Rheinische Post: Kommentar: Von Mäusen und Menschen

Ist das wirklich überraschend, dass
Wissenschaftler dabei sind, Mischwesen als organische Ersatzteillager
zu fabrizieren? Wohl kaum. Weil die ethischen Leitplanken gerade in
der Gentechnik immer weiter versetzt worden sind. Die scheinbar
grenzenlosen Verheißungen der Wissenschaft stellen moralischen
Bedenken in den Schatten. Erforscht wird, was bislang unerreicht ist.
Und gemacht wird dann, was möglich ist. Natürlich gibt es diverse
nationale Schutzgesetze. Die sind mancherorts streng, andernorts
interpretationsfähig.
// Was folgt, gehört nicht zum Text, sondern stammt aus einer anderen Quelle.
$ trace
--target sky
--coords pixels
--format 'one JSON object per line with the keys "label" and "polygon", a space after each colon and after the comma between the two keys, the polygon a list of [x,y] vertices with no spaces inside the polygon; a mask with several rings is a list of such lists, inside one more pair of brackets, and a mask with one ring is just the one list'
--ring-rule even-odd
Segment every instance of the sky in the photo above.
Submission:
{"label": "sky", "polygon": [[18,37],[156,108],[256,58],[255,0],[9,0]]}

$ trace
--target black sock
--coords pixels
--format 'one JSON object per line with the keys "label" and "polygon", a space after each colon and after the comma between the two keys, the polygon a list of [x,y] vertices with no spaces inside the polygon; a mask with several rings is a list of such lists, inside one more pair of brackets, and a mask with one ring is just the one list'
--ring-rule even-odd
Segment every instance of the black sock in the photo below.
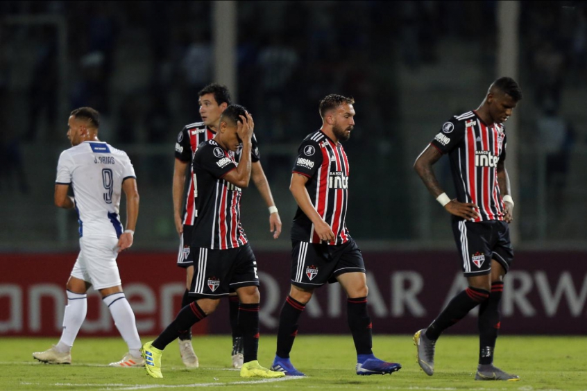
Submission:
{"label": "black sock", "polygon": [[157,339],[153,341],[153,346],[163,350],[165,347],[171,343],[180,334],[191,329],[198,322],[206,317],[206,314],[198,305],[197,302],[193,302],[181,309],[176,317],[163,332],[159,334]]}
{"label": "black sock", "polygon": [[237,338],[242,336],[239,329],[239,297],[228,297],[228,314],[230,318],[230,330],[232,332],[232,347],[237,344]]}
{"label": "black sock", "polygon": [[285,299],[285,302],[279,314],[279,329],[278,329],[278,343],[276,354],[282,358],[288,358],[294,340],[298,335],[298,321],[302,315],[306,304],[298,302],[291,296]]}
{"label": "black sock", "polygon": [[498,281],[491,284],[489,299],[479,307],[479,363],[493,363],[493,349],[500,330],[500,301],[504,291],[504,283]]}
{"label": "black sock", "polygon": [[489,293],[484,289],[469,286],[452,297],[446,308],[428,326],[426,338],[437,340],[441,333],[463,319],[470,311],[489,297]]}
{"label": "black sock", "polygon": [[[194,301],[194,297],[189,297],[189,290],[186,289],[185,292],[183,293],[183,297],[181,298],[181,308],[183,308]],[[185,340],[191,340],[192,339],[192,327],[187,329],[183,331],[179,336],[179,339],[185,341]]]}
{"label": "black sock", "polygon": [[357,354],[372,354],[373,328],[367,311],[367,297],[348,299],[346,302],[346,316]]}
{"label": "black sock", "polygon": [[243,333],[243,363],[255,361],[259,350],[259,303],[239,304],[239,328]]}

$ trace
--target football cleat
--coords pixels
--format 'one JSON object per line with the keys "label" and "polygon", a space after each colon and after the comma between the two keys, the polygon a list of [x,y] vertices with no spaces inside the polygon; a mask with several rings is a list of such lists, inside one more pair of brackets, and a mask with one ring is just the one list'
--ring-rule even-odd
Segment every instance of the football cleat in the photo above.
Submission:
{"label": "football cleat", "polygon": [[153,347],[151,345],[153,341],[146,342],[141,348],[141,354],[145,360],[145,370],[147,374],[151,377],[162,378],[161,373],[161,356],[163,351]]}
{"label": "football cleat", "polygon": [[239,370],[243,366],[243,338],[232,337],[232,367]]}
{"label": "football cleat", "polygon": [[275,356],[273,364],[271,365],[271,370],[283,372],[285,376],[306,376],[305,374],[296,369],[289,358],[282,358],[279,356]]}
{"label": "football cleat", "polygon": [[180,345],[180,354],[181,354],[181,360],[183,364],[188,368],[197,368],[200,366],[200,362],[198,360],[198,356],[196,356],[196,352],[194,351],[194,348],[192,347],[192,340],[178,340]]}
{"label": "football cleat", "polygon": [[142,356],[135,357],[130,353],[127,353],[122,358],[120,361],[116,363],[110,363],[108,364],[110,367],[124,367],[129,368],[130,367],[142,367],[145,365],[145,360]]}
{"label": "football cleat", "polygon": [[33,354],[33,358],[47,364],[71,364],[71,352],[62,353],[58,351],[56,347],[53,345],[44,351],[35,351]]}
{"label": "football cleat", "polygon": [[272,371],[267,368],[264,368],[259,364],[259,361],[249,361],[243,364],[241,368],[241,377],[263,377],[266,379],[275,379],[278,377],[284,377],[285,374],[283,372],[278,372]]}
{"label": "football cleat", "polygon": [[423,329],[414,335],[414,345],[418,349],[416,355],[418,364],[428,376],[434,374],[434,347],[436,340],[429,340],[426,337],[426,329]]}
{"label": "football cleat", "polygon": [[518,381],[520,376],[514,374],[509,374],[503,372],[500,368],[491,365],[479,365],[477,374],[475,375],[475,380],[505,380],[506,381]]}
{"label": "football cleat", "polygon": [[397,363],[386,363],[377,358],[368,358],[362,364],[357,364],[357,374],[372,375],[392,374],[402,369],[402,365]]}

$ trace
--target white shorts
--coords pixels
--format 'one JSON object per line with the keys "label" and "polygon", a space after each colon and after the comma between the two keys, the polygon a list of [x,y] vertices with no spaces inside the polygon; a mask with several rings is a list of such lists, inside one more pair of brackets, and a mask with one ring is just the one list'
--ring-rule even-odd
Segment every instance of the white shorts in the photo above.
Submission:
{"label": "white shorts", "polygon": [[80,254],[71,277],[90,283],[96,290],[121,285],[116,263],[116,236],[80,238]]}

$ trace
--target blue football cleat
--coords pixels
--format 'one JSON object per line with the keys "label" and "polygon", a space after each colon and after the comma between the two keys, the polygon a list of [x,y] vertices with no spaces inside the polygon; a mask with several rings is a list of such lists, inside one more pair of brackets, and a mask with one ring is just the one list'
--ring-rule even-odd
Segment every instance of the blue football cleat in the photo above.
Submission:
{"label": "blue football cleat", "polygon": [[271,370],[283,372],[285,376],[306,376],[294,367],[289,358],[282,358],[279,356],[275,356]]}
{"label": "blue football cleat", "polygon": [[402,369],[402,365],[397,363],[386,363],[379,358],[368,358],[362,364],[357,364],[357,374],[392,374],[400,369]]}

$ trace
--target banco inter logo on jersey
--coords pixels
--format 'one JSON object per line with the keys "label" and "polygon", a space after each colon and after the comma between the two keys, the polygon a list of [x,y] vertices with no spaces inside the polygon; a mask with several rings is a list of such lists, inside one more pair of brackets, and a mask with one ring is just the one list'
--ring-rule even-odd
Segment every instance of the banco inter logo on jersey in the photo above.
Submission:
{"label": "banco inter logo on jersey", "polygon": [[497,162],[499,161],[500,157],[493,156],[491,151],[475,151],[475,165],[477,167],[491,167],[494,168],[497,166]]}
{"label": "banco inter logo on jersey", "polygon": [[348,177],[341,171],[330,173],[328,187],[330,189],[348,189]]}

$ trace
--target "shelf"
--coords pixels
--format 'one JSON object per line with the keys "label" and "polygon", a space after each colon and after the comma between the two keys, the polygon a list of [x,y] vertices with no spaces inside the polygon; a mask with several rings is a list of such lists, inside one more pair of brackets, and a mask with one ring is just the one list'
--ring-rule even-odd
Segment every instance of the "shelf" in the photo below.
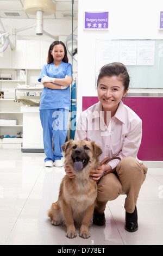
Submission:
{"label": "shelf", "polygon": [[1,112],[0,111],[0,114],[22,114],[21,112]]}
{"label": "shelf", "polygon": [[0,82],[14,82],[15,83],[26,83],[26,80],[7,80],[5,79],[0,79]]}
{"label": "shelf", "polygon": [[14,101],[15,100],[15,99],[14,98],[12,98],[12,99],[0,99],[0,101],[7,101],[7,100],[11,100],[12,101]]}
{"label": "shelf", "polygon": [[22,124],[18,124],[17,125],[1,125],[0,127],[22,127]]}
{"label": "shelf", "polygon": [[20,144],[22,142],[22,138],[3,138],[3,139],[0,139],[0,144]]}

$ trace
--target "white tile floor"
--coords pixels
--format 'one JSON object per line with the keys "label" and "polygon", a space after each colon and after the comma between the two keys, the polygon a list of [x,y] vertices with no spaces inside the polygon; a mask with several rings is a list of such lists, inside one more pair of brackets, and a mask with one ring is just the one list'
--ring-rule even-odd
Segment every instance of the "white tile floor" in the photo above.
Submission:
{"label": "white tile floor", "polygon": [[[126,196],[108,203],[106,225],[93,225],[84,240],[65,236],[47,211],[58,198],[64,168],[44,167],[42,153],[0,149],[0,245],[163,245],[163,166],[149,168],[137,204],[138,231],[124,229]],[[162,166],[161,166],[162,164]]]}

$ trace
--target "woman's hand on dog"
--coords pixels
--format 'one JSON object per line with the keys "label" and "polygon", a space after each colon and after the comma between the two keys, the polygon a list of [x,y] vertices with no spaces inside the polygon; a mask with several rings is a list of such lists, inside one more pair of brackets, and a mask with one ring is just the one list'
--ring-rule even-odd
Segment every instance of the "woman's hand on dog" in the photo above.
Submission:
{"label": "woman's hand on dog", "polygon": [[103,175],[103,173],[106,170],[111,170],[111,167],[109,164],[103,164],[99,166],[96,170],[96,172],[91,173],[90,175],[95,180],[98,180]]}
{"label": "woman's hand on dog", "polygon": [[[111,169],[111,167],[109,164],[103,164],[101,166],[99,166],[96,170],[96,172],[91,173],[90,176],[92,176],[92,179],[95,180],[98,180],[103,175],[103,173]],[[75,177],[74,174],[71,172],[71,167],[69,166],[65,166],[65,170],[67,175],[70,178],[73,179]]]}
{"label": "woman's hand on dog", "polygon": [[73,179],[75,178],[75,175],[73,173],[71,172],[71,169],[69,166],[65,166],[65,173],[66,173],[67,175],[70,178]]}

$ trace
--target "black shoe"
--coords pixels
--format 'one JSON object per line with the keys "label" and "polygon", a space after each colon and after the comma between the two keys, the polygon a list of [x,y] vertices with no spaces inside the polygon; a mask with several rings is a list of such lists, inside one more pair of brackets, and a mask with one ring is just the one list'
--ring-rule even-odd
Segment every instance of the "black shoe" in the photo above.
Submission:
{"label": "black shoe", "polygon": [[137,230],[137,212],[136,206],[132,214],[129,214],[126,211],[126,224],[124,228],[129,232],[135,232],[135,231]]}
{"label": "black shoe", "polygon": [[100,214],[97,212],[96,210],[94,210],[93,215],[93,223],[99,226],[102,226],[104,225],[106,222],[105,217],[105,214]]}
{"label": "black shoe", "polygon": [[129,232],[135,232],[138,229],[137,222],[133,222],[131,221],[126,221],[124,228]]}

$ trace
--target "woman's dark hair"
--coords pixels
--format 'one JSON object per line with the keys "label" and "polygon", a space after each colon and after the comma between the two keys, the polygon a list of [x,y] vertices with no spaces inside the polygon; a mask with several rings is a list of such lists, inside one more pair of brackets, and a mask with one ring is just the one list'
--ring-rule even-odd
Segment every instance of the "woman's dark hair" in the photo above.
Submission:
{"label": "woman's dark hair", "polygon": [[101,68],[98,76],[97,86],[100,79],[104,76],[116,76],[121,79],[124,87],[124,90],[127,90],[130,83],[130,77],[126,67],[120,62],[113,62],[106,64]]}
{"label": "woman's dark hair", "polygon": [[62,45],[64,46],[65,51],[65,56],[64,57],[64,58],[62,59],[62,62],[66,62],[66,63],[68,63],[68,59],[67,57],[67,52],[65,44],[61,41],[54,41],[54,42],[53,42],[52,44],[51,44],[48,50],[47,64],[50,64],[53,62],[53,57],[51,54],[51,51],[53,51],[54,46],[57,45]]}

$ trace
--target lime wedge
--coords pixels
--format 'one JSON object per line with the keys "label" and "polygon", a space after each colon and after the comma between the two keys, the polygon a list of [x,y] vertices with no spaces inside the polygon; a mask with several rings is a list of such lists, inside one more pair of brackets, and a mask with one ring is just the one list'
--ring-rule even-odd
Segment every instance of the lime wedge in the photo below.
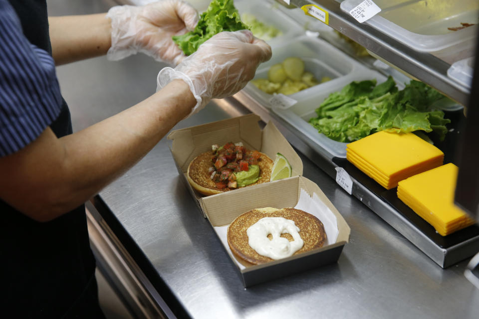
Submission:
{"label": "lime wedge", "polygon": [[280,153],[276,154],[276,159],[273,163],[271,177],[269,181],[277,180],[282,178],[291,177],[291,165]]}

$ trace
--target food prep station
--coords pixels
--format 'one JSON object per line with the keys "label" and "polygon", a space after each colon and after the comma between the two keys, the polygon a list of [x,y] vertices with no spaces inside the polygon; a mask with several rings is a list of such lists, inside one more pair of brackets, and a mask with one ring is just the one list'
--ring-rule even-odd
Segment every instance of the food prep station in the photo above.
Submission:
{"label": "food prep station", "polygon": [[[250,2],[238,0],[235,4],[240,12],[251,9]],[[336,4],[339,9],[338,2],[321,2],[331,7]],[[425,230],[428,225],[405,215],[407,207],[399,207],[400,202],[395,202],[390,193],[381,192],[380,187],[348,164],[341,153],[344,144],[321,137],[307,123],[321,99],[351,81],[374,77],[380,82],[390,74],[401,87],[405,76],[372,58],[351,57],[344,44],[335,46],[329,43],[327,39],[333,36],[331,30],[311,17],[307,17],[313,19],[309,27],[314,36],[306,35],[304,25],[294,17],[297,10],[290,12],[276,3],[271,6],[271,3],[258,2],[254,6],[255,12],[269,12],[270,18],[281,17],[281,25],[297,27],[287,27],[282,39],[271,43],[273,57],[260,66],[256,76],[263,76],[268,66],[277,61],[301,53],[307,66],[318,72],[317,76],[326,74],[332,79],[290,96],[297,101],[291,107],[272,104],[270,97],[250,83],[232,98],[213,101],[174,129],[249,113],[259,115],[263,126],[272,122],[300,155],[303,175],[320,187],[351,228],[349,242],[338,262],[245,289],[179,175],[170,141],[164,138],[87,203],[99,267],[109,274],[130,310],[140,318],[477,318],[479,290],[464,275],[469,260],[479,251],[477,226],[450,240]],[[67,4],[48,1],[52,15],[103,12],[115,4],[108,0]],[[336,19],[341,11],[330,12],[330,25],[339,23]],[[345,33],[353,31],[360,34],[362,30]],[[368,48],[374,52],[374,45]],[[414,51],[405,68],[430,56]],[[440,70],[446,75],[428,83],[437,84],[438,89],[453,87],[443,92],[464,101],[467,81],[447,77],[447,64],[434,57],[431,61],[438,68],[432,73],[438,74]],[[59,67],[60,87],[70,108],[74,131],[149,96],[164,66],[138,55],[119,62],[108,62],[103,57]],[[457,119],[462,114],[458,109],[450,113]],[[456,124],[459,129],[459,121]],[[446,141],[450,148],[446,157],[454,155],[451,152],[456,142],[452,138]],[[335,180],[335,168],[339,167],[351,177],[352,195]]]}

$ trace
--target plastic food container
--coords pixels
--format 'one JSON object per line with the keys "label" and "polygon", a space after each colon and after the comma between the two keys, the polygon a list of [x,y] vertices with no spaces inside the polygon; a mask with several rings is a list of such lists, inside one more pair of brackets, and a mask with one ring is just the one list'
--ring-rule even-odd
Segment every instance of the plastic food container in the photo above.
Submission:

Doch der Forschergeist verhält sich wie das
Wasser und schlägt stets den Weg des geringsten Widerstandes ein. Nun
fällt es bei allem Frankenstein-Geraune schwer, etwas zu verteufeln,
was vordergründig dem Wohle des Menschen dient. Ein längeres Leben
dank neuer Organe! Das große Glück stellt keine Fragen mehr nach der
Herkunft von rettenden Bauchspeicheldrüsen aus Ratten und Mäusen.
Doch die Verlängerung des Lebens bedeutet eine Veränderung des Lebens
– genauer: Sie erzeugt ein neues Bild vom Menschen. Wir sind dabei,
den Menschen mehr und mehr zum Ding zu machen: Wir nehmen Einfluss
auf seine genetische Ausstattung, tauschen aus, was defekt ist und
züchten bald heran, was nötig ist. Das aber ist kein Segen für die
Menschheit. Es ist die Abkehr von unserem Verständnis, Leben als
etwas Gegebenes zu sehen; nicht als etwas Gemachtes. Darin liegt die
Würde des Menschen begründet. Und das verlangt auch, die
Sterblichkeit des Menschen zu akzeptieren. Unsere Würde ist der
Gegensatz von Allmacht. Unsere Würde ist das Eingeständnis von
Unvollkommenheit und die Akzeptanz von Schwäche und Verletzbarkeit.
Darin liegt das begründet, was wir Individualität nennen. Unser Leben
ist nichts Fabriziertes. Unser Leben ist ein Geschenk.